[di Ersilia Monti • 04.04.03] Come consumatori, la legge che ci interessa e’ la n.126 del 10.4.1991 recante norme per l’informazione del consumatore, e in particolare il regolamento attuativo contenuto nel D.M. n. 101 dell’8.2.1997.

ALCUNE INFORMAZIONI SULLE NORME CHE REGOLANO L’ETICHETTATURA DI ORIGINE DEI PRODOTTI IMMESSI SUL MERCATO

Come consumatori, la legge che ci interessa e’ la n.126 del 10.4.1991 recante norme per l’informazione del consumatore, e in particolare il regolamento attuativo contenuto nel D.M. n. 101 dell’8.2.1997. L’art. 1, comma b) stabilisce che sui prodotti o sulle confezioni dei prodotti destinati al consumo debbano essere apposte indicazioni chiaramente visibili e leggibili relative “al nome o ragione sociale o marchio e alla sede del produttore o di un importatore stabiliti nell’Unione europea”. Risulta evidente che non e’ fatto alcun obbligo ai produttori o agli importatori di dichiarare la provenienza dei prodotti immessi sul mercato (un’eccezione e’ fatta con apposita disciplina per i prodotti alimentari). Ognuno si regola quindi come meglio crede. Ci sono aziende che tacciono l’origine di tutta la loro produzione, altre che dichiarano solo quella realizzata in Italia (da una mia ricerca sul campo, almeno fino a un paio di anni fa, Benetton apparteneva a questa seconda categoria), altre che almeno in questo sono trasparenti (per esempio BasicNet con i marchi Kappa e Robe di Kappa). Ve ne sono altre ancora che confondono i consumatori giocando sulle assonanze e segnalano in etichetta con la dicitura “Styled in Italy” non il luogo di confezione ma di progettazione del capo di abbigliamento (fateci caso, sono parecchie, soprattutto negli articoli di fascia medio-bassa).  Un altro limite sta nel fatto che mentre le grandi aziende sono sempre facilmente identificabili per il loro marchio, o indicano chiaramente anche il proprio indirizzo (per esempio Stefanel, almeno stando all’epoca della mia ricerca di cui sopra), aziende piu’ piccole o meno note si presentano spesso con nomi di fantasia privi di qualsiasi utilita’ o riferimento.

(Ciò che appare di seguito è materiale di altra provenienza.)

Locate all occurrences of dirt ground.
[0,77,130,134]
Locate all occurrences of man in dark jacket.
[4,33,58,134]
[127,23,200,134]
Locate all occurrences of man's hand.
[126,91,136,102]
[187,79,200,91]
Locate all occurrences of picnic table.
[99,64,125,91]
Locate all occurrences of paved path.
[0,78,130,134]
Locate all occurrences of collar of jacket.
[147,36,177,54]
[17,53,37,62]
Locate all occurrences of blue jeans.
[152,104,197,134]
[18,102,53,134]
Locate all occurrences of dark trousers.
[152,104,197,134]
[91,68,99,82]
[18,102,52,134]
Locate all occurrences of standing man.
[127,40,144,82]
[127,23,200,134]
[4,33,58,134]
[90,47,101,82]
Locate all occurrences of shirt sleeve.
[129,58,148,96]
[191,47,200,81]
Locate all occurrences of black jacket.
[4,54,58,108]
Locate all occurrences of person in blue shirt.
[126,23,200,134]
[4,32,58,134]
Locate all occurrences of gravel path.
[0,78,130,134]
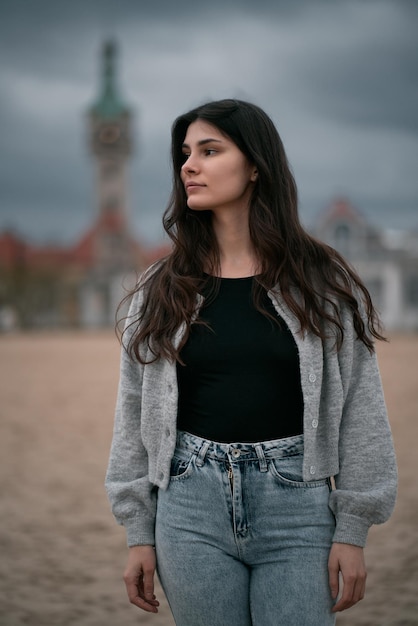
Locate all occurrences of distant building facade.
[313,200,418,331]
[0,42,169,331]
[0,47,418,331]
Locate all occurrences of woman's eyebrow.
[181,137,222,148]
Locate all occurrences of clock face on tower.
[98,124,121,146]
[91,120,131,157]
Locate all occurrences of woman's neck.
[213,211,259,278]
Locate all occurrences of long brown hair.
[120,100,384,363]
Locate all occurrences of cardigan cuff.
[332,513,370,548]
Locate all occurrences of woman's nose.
[181,155,197,173]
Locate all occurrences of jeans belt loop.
[196,441,210,467]
[254,443,267,472]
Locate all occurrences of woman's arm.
[105,292,156,546]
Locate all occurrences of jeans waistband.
[177,430,303,466]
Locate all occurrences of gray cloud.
[0,0,418,241]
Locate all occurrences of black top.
[177,277,303,443]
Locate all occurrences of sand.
[0,332,418,626]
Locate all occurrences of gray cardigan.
[106,282,397,546]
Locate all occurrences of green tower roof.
[90,41,129,120]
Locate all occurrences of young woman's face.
[181,120,257,216]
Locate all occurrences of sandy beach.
[0,332,418,626]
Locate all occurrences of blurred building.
[0,42,169,330]
[0,42,418,331]
[313,200,418,331]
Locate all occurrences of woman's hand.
[123,546,160,613]
[328,543,367,613]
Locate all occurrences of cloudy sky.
[0,0,418,243]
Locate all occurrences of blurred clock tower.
[80,41,143,327]
[88,41,132,273]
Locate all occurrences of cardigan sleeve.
[330,304,397,546]
[105,292,156,546]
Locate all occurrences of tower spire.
[92,40,129,120]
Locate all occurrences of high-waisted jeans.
[156,432,335,626]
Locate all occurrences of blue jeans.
[156,432,335,626]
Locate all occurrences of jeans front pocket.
[270,454,328,487]
[170,450,196,481]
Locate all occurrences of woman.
[106,100,396,626]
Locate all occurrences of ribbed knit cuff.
[332,513,370,548]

Se un’azienda decide di indicare il paese di origine, non deve pero’ dichiarare il falso. Se le fasi di lavorazione sono avvenute in piu’ di un paese, il regolamento comunitario n.2913/92, art. 24, stabilisce che debba essere indicato sui prodotti “il paese in cui e’ avvenuta l’ultima trasformazione o lavorazione sostanziale, economicamente giustificata ed effettuata in un’impresa attrezzata a tale scopo, che si sia conclusa con la fabbricazione di un prodotto nuovo o abbia rappresentato una fase importante del processo di fabbricazione”. L’interpretazione del significato di “lavorazione sostanziale” e’ lasciato alle aziende,  e ognuna lo fa a modo suo, magari stampigliando il “made in Italy” su indumenti che al termine del processo produttivo siano stati solo rifiniti, stirati o imballati in Italia. Se invece vende all’estero, l’azienda deve attenersi alla normativa vigente nei paesi di importazione.
La proposta di legge della Campagna Acquisti Trasparenti interveniva in tema di etichettatura imponendo l’obbligo di indicare i paesi che, in materie prime e ore di lavoro, avessero contribuito maggiormente alla produzione del bene.
 In un convegno per operatori del settore, il presidente di Sistema Moda Italia ha inteso interpretare cosi’ l’esigenza crescente dei consumatori per un marchio d’origine trasparente: ”Oggi il consumatore puo’ risalire all’origine di quasi tutti i prodotti che acquista, dai generi alimentari alle automobili. Ma non riesce a sapere da dove provengono molti capi che, essendo a contatto diretto della pelle, possono procurargli danno alla salute”. Noi invece non siamo egoisti e ci preme riaffermare il diritto alla salute e a una vita dignitosa anche per i milioni di lavoratori della macchina da cucire.